Ann: Market Update , page-17

  1. 142 Posts.
    In terms of investments, personally not a huge fan of the healthcare sector (only own CSL), so don't follow that closely. I think a lot of people get far too carried with the 'ageing population'. What does Peter Lynch say about people who work in healthcare, yet invest in oil stocks, and oil riggers who invest in healthcare? Probably fits me....

    On Sigma, do deal with them everyday, so have a fair idea of what goes on. Tough going at the moment on all levels in the industry in terms of competition, some overcapacity and PBS changes have hurt more than what is probably let on. What is not mentioned when the PBS growth is talked about, is that it is just about all the $ growth is coming from the less frequently used but very expensive newer drugs ie. cancer, autoimmune drugs - often well over $1000 a box, but nothing in it for the wholesaler or pharmacy.

    At the moment the big concern from analysts/media seems to be the impending writedown to goodwill -> banking agreements. Not too concerned about this as everyone already knows Arrow is not worth anything close to what is on the books. Sigma overpaid and generics aren't the gold mine everyone thought at the time. However this is well known and a big part of why SIP is no longer a $2 something stock. Similar story with Herron on a smaller scale.

    What I'm more concerned about is the moving forward of orders. Mainly done with generics as these are much higher margin relative to low margin regular wholesaling. It started off benignly a few years ago ("we're adjusting to the PBS reforms") where a larger January order was placed, but the deal booked in Sigma sales Jan 2010 was well beyond previous years. That has me concerned that so much generics was brought forward, with still a poor result.... It's such a short sighted strategy as whatever is brought forward one year, you have to do again the next just to stay even. Not to mention inefficient and also there is a limit to just how much can be brought forward (which I think is here)

    Two ways I see the results being presented

    1. Come half clean
    This is the much more likely scenario IMO judging from what I've seen.

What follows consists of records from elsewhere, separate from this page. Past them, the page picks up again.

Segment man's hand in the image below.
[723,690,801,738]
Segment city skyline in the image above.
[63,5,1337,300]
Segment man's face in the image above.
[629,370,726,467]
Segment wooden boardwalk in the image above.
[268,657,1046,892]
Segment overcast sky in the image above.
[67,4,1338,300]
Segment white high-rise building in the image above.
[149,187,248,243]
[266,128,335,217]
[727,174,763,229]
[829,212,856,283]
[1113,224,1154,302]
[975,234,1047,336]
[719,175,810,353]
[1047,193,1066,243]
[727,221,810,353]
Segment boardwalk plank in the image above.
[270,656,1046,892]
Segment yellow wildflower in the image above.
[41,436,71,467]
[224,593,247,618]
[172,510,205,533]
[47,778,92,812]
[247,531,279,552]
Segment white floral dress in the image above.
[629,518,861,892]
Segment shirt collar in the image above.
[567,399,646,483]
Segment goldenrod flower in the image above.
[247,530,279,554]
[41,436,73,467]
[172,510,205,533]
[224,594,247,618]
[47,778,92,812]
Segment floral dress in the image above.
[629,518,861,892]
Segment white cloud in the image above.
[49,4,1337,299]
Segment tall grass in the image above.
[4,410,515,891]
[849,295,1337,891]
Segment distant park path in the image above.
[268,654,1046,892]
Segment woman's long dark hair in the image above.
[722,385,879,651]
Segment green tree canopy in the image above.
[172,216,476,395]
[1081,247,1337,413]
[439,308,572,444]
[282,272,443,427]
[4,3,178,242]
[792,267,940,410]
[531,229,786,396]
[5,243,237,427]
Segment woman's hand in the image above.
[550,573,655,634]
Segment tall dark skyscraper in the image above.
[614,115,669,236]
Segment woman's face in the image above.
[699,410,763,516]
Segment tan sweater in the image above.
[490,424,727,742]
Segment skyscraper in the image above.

Large writedowns but not come clean about forward orders ie. "non-cash writedowns but the underlying business still fine"

    2. Come completely clean
    The writedowns plus the moving forward of orders which does impact "underlying profit". 95% sure this doesn't happen, but if it did I would consider buying stock.


    http://www.abc.net.au/insidebusiness/content/2010/s2858137.htm Interesting to see the brokers opinion and they can't seem to work what has changed in a few months. Nothing has changed, orders have been brought forward for years, Arrow's goodwill has always been too high. The difference, this year, is that the auditors cracked it, whereas in previous years had let it go. Short term is obviously going to be very painful, but longer I actually I see it as a positive.


    There is an OK business underneath all the accounting and short-sightedness, but its not a great business like a CSL, COH. The problems can be fixed ie. -stop bankrolling some of the major groups(one of which is not in a good financial position) with crazy trading terms just for marginal wholesale volume (these groups also don't generally support SIP in generics) (its also really starting to piss off the loyal independents, "why am I financing these guys expansion?") -take the one off hit from the movement of orders forward as its inefficient, wasteful, costly and requires discounting -stick to its knitting and stop acquiring aging products that others want to get rid off.